We're Still Saving on Hybrid ARMs

The interesting mortgage news for 2006 continues: Freddie Mac released its 22nd annual Adjustable Rate Mortgage (ARM) Survey just last week. The study found that traditional 1-year ARMs have lost even more market share to "hybrid" ARMs. IN fact, lenders have continued, even increased, initial period discounts to borrowers to keep ARMs viable in the mortgage marketplace. What does this mean? It means that the initial period of discount may be 3, 5 or even 7 years, and that lenders are doing this to attract your business.

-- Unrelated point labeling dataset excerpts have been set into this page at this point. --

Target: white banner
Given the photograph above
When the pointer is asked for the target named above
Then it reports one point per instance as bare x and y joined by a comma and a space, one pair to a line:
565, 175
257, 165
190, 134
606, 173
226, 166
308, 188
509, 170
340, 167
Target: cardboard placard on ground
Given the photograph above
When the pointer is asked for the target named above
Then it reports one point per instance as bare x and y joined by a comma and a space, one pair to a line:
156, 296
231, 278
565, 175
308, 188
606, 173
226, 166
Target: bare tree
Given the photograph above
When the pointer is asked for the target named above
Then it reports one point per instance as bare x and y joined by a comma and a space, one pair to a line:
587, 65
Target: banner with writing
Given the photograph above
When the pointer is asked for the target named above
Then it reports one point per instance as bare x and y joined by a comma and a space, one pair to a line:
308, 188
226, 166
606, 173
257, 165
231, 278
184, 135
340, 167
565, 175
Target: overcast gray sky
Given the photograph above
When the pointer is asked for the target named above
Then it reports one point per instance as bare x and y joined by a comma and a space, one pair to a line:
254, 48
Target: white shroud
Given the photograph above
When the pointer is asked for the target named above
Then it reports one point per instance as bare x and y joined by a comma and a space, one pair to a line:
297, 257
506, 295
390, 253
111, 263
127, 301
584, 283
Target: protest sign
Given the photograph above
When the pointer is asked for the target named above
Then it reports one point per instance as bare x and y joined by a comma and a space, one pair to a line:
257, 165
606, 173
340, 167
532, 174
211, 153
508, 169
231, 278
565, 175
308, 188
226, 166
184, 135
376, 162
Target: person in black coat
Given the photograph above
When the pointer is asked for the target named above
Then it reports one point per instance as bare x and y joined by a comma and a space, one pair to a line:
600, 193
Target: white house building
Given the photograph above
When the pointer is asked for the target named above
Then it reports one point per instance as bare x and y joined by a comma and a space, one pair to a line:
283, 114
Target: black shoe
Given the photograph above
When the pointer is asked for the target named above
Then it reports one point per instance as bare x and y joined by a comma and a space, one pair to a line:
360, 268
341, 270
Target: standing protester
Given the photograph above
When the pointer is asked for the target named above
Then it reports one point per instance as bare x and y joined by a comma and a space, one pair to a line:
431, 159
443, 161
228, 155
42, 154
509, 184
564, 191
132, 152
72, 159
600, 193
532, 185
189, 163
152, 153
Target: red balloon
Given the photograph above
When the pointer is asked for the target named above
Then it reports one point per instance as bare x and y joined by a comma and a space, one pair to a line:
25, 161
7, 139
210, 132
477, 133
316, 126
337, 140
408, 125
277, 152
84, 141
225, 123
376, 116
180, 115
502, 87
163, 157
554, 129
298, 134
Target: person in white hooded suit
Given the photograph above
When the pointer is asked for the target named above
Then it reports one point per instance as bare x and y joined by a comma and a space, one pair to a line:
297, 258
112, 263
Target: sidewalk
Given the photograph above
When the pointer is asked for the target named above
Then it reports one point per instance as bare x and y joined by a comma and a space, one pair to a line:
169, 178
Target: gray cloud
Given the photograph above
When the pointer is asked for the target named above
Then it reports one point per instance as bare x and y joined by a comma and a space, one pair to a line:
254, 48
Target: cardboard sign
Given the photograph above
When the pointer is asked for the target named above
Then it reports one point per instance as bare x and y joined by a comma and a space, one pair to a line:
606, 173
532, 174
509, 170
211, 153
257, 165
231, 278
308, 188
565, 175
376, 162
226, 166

What's the big deal, you might wonder. Let's look at the ARM in its original form. The 1-year ARM is a mortgage in which the rate is set for one year and then adjusts every year thereafter, with standards and restrictions based on indexes and margins. Hybrid ARMs are a new invention; A hybrid ARM is one with a longer term introductory period - three, five, seven, even ten years during which the rate remains at its original level and then adjusts every year thereafter. Borrowers, particularly those who will be stretching to make payments often choose an ARM because the lower payments for the first year or first five years allow them to qualify for a mortgage. Further, the borrower is getting some degree of "safety" (in the discount period) and then can actually take advantage of changes in the interest rate. This made hybrid ARMs very attractive in the past few years, when interest rates were actually declining steadily.

However, rates are now on the move up. This long term benefit of an ARM is gone. What remains is the attractiveness of the initial discount period. And since rates are not likely to fall for some period of time, the longer discounted periods continue to make ARMs a good consumer choice.

Keep in mind that lenders like ARMs too. Why? Because it keeps you in the game! They are making money by lending and upward pressure on rates impact them because less people will want to borrow.